Die Inszenierung von Stefan Herheim beginnt unauffällig; dass Josef K. im ersten Akt die Maske des Komponisten trägt, ist ein guter Einfall, vor allem wenn man weiß, dass von Einem im Jahr 1938 mehrmals von der Gestapo abgeholt und tagelang verhört wurde, ohne je den Grund zu erfahren – als pure Einschüchterung vermutlich sehr wirkungsvoll. Auch dass Franz Kafka, gespielt von Fabian Tobias Huster, auf der Bühne präsent ist, ist ein diskutabler, wenn auch nicht sonderlich erhellender Regieeinfall. Im zweiten Akt gerät die Inszenierung dann auf seltsame Wege. In der dritten Szene hat Josef K. plötzlich den Bart und die weißen Haare abgelegt und tritt in jungenhafter Wanderkleidung auf, was so gar nicht zum Prokuristen einer großen Bank passt. Der Kanzleidirektor entpuppt sich als der Gekreuzigte mit seinen Stigmata.
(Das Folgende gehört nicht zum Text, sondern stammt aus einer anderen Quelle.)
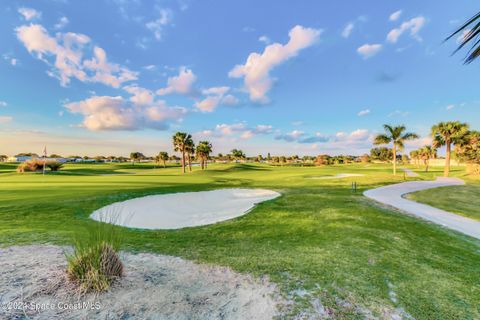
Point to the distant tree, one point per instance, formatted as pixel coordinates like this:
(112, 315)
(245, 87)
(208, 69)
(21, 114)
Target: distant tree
(427, 153)
(162, 156)
(446, 133)
(136, 156)
(468, 151)
(469, 34)
(238, 154)
(365, 158)
(54, 155)
(381, 154)
(203, 151)
(397, 136)
(181, 143)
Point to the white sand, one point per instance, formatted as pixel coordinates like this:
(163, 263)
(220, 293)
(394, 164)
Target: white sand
(186, 209)
(339, 176)
(393, 195)
(153, 287)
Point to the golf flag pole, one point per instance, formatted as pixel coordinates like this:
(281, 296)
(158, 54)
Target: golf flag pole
(44, 158)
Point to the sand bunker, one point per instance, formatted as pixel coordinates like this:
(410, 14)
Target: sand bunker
(179, 210)
(33, 286)
(339, 176)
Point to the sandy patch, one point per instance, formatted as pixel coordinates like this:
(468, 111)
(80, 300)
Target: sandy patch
(154, 287)
(339, 176)
(186, 209)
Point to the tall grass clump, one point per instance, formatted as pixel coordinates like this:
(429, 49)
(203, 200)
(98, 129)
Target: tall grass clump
(95, 263)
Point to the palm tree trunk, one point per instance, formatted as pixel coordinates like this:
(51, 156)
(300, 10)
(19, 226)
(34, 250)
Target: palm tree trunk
(394, 159)
(446, 172)
(183, 161)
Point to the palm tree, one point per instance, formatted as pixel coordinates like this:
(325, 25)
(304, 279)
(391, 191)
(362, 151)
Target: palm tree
(426, 153)
(181, 143)
(397, 136)
(446, 133)
(162, 156)
(204, 149)
(190, 148)
(469, 32)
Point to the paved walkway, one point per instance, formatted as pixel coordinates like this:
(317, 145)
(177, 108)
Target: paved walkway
(392, 195)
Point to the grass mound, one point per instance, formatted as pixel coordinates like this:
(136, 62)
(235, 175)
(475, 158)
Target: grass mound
(95, 262)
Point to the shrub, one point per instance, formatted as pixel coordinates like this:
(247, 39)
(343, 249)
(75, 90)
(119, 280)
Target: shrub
(30, 166)
(95, 262)
(54, 165)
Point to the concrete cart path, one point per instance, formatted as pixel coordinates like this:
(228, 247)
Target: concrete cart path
(392, 195)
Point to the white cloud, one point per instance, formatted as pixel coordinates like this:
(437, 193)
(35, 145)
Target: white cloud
(29, 13)
(363, 112)
(108, 73)
(256, 70)
(264, 39)
(5, 119)
(68, 51)
(115, 113)
(347, 31)
(394, 16)
(399, 113)
(369, 50)
(214, 97)
(182, 84)
(62, 22)
(413, 25)
(157, 25)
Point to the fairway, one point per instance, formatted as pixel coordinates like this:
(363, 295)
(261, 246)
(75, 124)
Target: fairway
(319, 241)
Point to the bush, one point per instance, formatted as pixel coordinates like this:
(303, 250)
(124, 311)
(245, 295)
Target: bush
(95, 262)
(54, 165)
(30, 166)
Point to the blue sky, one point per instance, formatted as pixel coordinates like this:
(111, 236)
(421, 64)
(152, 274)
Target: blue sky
(304, 77)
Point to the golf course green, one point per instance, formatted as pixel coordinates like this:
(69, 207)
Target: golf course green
(319, 240)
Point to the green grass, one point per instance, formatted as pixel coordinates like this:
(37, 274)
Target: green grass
(319, 236)
(462, 200)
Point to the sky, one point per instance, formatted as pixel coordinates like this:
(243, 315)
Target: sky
(109, 77)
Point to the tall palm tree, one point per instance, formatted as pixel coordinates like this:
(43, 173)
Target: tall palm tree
(204, 149)
(162, 156)
(181, 142)
(446, 133)
(426, 153)
(469, 32)
(397, 136)
(190, 149)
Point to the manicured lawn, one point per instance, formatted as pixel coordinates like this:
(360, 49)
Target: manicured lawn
(319, 238)
(462, 200)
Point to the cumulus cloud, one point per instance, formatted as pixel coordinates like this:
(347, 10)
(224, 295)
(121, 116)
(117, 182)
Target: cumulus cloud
(413, 25)
(369, 50)
(347, 31)
(115, 113)
(62, 22)
(5, 119)
(395, 16)
(338, 139)
(214, 97)
(68, 51)
(239, 129)
(182, 84)
(363, 112)
(157, 25)
(29, 13)
(256, 70)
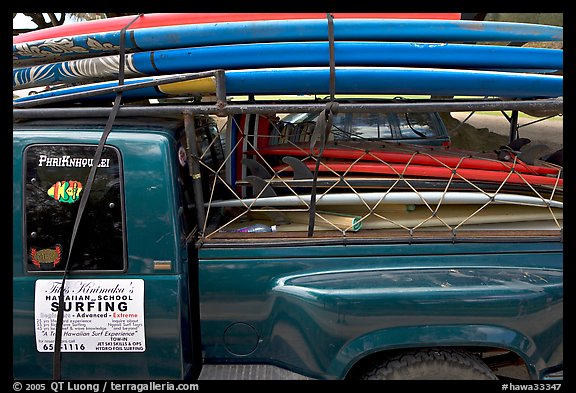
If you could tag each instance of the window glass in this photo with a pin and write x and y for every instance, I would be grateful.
(416, 125)
(56, 177)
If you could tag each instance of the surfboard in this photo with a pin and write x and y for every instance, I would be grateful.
(171, 19)
(292, 54)
(441, 172)
(415, 156)
(403, 197)
(420, 216)
(349, 80)
(265, 31)
(357, 182)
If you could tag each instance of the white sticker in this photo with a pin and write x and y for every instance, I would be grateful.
(99, 315)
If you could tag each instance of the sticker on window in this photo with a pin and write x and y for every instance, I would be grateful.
(100, 315)
(66, 191)
(46, 257)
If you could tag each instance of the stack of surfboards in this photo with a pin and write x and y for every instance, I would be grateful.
(289, 54)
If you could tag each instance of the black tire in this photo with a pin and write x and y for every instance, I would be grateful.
(430, 364)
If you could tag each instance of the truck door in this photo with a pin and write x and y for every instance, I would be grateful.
(123, 316)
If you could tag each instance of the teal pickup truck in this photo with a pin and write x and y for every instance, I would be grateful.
(160, 279)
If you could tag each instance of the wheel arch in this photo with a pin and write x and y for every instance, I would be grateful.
(476, 338)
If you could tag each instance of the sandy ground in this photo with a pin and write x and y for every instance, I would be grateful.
(494, 129)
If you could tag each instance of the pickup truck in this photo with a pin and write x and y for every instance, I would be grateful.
(157, 282)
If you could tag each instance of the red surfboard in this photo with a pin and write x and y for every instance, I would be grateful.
(172, 19)
(417, 158)
(341, 167)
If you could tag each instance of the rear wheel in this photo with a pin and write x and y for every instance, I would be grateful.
(430, 364)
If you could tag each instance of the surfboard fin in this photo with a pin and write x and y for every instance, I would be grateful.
(261, 187)
(301, 171)
(529, 154)
(256, 168)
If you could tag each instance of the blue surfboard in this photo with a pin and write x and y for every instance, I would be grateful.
(226, 33)
(349, 80)
(293, 54)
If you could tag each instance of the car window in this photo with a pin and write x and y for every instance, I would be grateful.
(361, 126)
(417, 125)
(410, 127)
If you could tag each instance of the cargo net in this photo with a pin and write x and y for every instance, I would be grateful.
(269, 180)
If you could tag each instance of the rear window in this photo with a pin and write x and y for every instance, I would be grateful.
(417, 125)
(410, 127)
(56, 176)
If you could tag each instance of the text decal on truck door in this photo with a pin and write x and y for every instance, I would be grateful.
(99, 315)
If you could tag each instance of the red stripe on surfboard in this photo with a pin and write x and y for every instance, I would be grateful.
(417, 159)
(430, 171)
(172, 19)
Was der Regisseur damit intendiert, konnte ich beim besten Willen nicht nachvollziehen. Ich gebe aber gerne zu, dass die letzten beiden Szenen wiederum sehr gut gelungen waren, vor allem das Gespräch im Dom, untermalt mit einem Ostinato, das der Szene höchte Dramatik verlieh. Das Zusammenspiel von Musik und Gestik war in dieser Szene beispielhaft. Insgesamt war die Personenführung sehr dynamisch und hatte keine Scheu, auch allerhand Obszönitäten anzudeuten.

Anne-Fleur Werner (Die Frau), Timothy Connor (Advokat), Robert Murray (Josef K.), Philipp Schöllhorn (Onkel Albert) © Herwig Prammer

Da die Bühne in der Kammeroper recht klein ist, hat sich Bühnenbildnerin Silke Bauer auf das Notwendigste beschränkt: ein großes Bett und ein Schreibtisch/Klavier für die Innenräume, ein Kronleuchter für die Szene im Dom. Die hintere Bühnenwand ist transparent, sodas das Orchester in vielen Szenen vage zu erkennen ist. Die Kostüme von Nina Paireder sind sehr suggestiv, vor allem die für Anne-Fleur Werner entworfenen. Auch erinnern die Uniformen der Wächter, die Josef K. verhaften, mehr an eine psychiatrische Klinik als an einen polizeilichen Wachkörper.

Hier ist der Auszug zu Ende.